Thursday, May 29, 2014

It's a sister for Andrew!

It's a girl!

We saw the perinatal doctor yesterday for an advanced anatomy ultrasound (you know, because I'm as old as dirt) and it was very clear as soon as the ultrasound started that our little one is a lady! She looked perfect, healthy and growing right as we'd hoped.

I am writing this post more for posterity than any other reason. While cleaning the office/playroom today, I found the scraps of paper on which I noted the details of our most recent IVF experience. I probably failed to mention that during our IVF Andrew had surgery to remove his tonsils and adenoids. After many months of constant strep infections and too many rounds of antibiotics that did not work, we decided surgery was our best option.

So, of course, it was a stressful time for all of us. In the harried phone calls from the IVF nurses, I made notes in crayon and sharpie on scraps of paper found on the kitchen counter. So much different than how our previous IVF cycles were recorded!

Out of the 12 eggs retrieved, 11 were mature and 10 fertilized. We did a five-day transfer. We transferred three embryos. We were hesitant, but trusted the advice of our doctor who said he didn't think adding the third one would increase our chances of having multiples, but could increase our chances of having a pregnancy.

Now, I can't help but wonder if that last embryo (that we came very close to saying no to) is the one that stuck around. Of course, there is no way of knowing. I took a home pregnancy test one week after our transfer and got a faint positive. Another test the morning of our beta was darker. Our first beta came back at 61. Our second was 203. Our first ultrasound showed a gestational sac, but it was a scary appointment with a strange doctor (or maybe she was a PA?) doing the initial scan and after what seemed like endless searching, decided to get our doctor. Those moments waiting for him to get out of surgery were tense and long. Greg reassured me that Dr. V is the "wand" expert and he would find the sac. But I was not so sure.
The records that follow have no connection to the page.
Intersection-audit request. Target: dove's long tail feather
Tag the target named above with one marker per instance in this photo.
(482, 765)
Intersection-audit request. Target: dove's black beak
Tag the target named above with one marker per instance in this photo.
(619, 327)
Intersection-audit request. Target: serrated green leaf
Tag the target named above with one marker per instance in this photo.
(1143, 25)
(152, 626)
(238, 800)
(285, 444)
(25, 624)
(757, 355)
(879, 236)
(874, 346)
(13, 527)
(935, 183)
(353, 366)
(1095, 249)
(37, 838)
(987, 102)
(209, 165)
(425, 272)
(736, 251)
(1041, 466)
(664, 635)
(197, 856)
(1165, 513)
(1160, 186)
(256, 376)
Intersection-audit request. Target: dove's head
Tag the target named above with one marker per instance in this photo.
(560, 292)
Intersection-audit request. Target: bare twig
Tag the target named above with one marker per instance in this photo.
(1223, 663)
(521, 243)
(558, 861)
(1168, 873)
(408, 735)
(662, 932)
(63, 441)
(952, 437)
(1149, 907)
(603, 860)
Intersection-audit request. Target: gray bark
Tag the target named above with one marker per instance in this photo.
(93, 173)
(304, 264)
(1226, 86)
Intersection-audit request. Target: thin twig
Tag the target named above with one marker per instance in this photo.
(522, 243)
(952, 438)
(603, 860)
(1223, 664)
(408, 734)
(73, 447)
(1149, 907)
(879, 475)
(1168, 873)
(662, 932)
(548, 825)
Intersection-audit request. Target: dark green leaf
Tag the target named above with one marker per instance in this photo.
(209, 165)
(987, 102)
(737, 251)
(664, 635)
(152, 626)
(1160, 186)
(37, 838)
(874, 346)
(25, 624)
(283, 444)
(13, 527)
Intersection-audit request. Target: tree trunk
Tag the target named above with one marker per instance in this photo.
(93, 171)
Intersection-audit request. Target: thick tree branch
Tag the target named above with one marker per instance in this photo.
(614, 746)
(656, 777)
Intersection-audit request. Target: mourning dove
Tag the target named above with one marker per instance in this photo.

Of course, Greg was right and no sooner did my beloved doctor start the scan did he announce "there's a sac right there, see?" And I did see, but my view was blurred by hot tears of relief and joy. The next scan showed a yolk sac and then a heartbeat, though the embryo was measuring a couple of days behind. More worry and then, our last visit to Dr. V at seven weeks and all was well. We "graduated" once again to our regular OB.

Since then, we've had a pretty normal pregnancy, with the exception of my Advanced Maternal Age, which led us to the perinatologist yesterday. We were nervous going in, but our sweet baby looked perfect.

And now the work of moving begins in earnest. We meet with our realtor tonight to discuss our options, uncertain of what to do with this house and not sure of where we'll end up or what kind of house (or job) we'll find waiting for us on the East Coast.

But we are certain of God's providence in our lives. He has always provided. And His timing has always been perfect. So that is what buoys us in this rising tide of uncertainty. I have no idea who my new OB will be, because so much of that is out of our hands once we move back home where a large military hospital exists. We have no idea who will deliver this precious baby and it is going to break my heart to leave my doctor, who so skillfully pulled my son from my womb and stitched me back together again three years ago. I remember his words that day when things went bad and my heart broke over the emergency caesarean... "this is not your call. You ARE leaving here with a live baby." And, thankfully, we did.

No doubt God was guiding the series of events that led us back to Louisiana after Greg's deployment, though we fought it tooth and nail for many months. He knew that this baby was waiting for us here, in the expert hands of our Dr. V, we got another miracle -- of the girl variety! And we are so excited to start this new adventure as a family of four.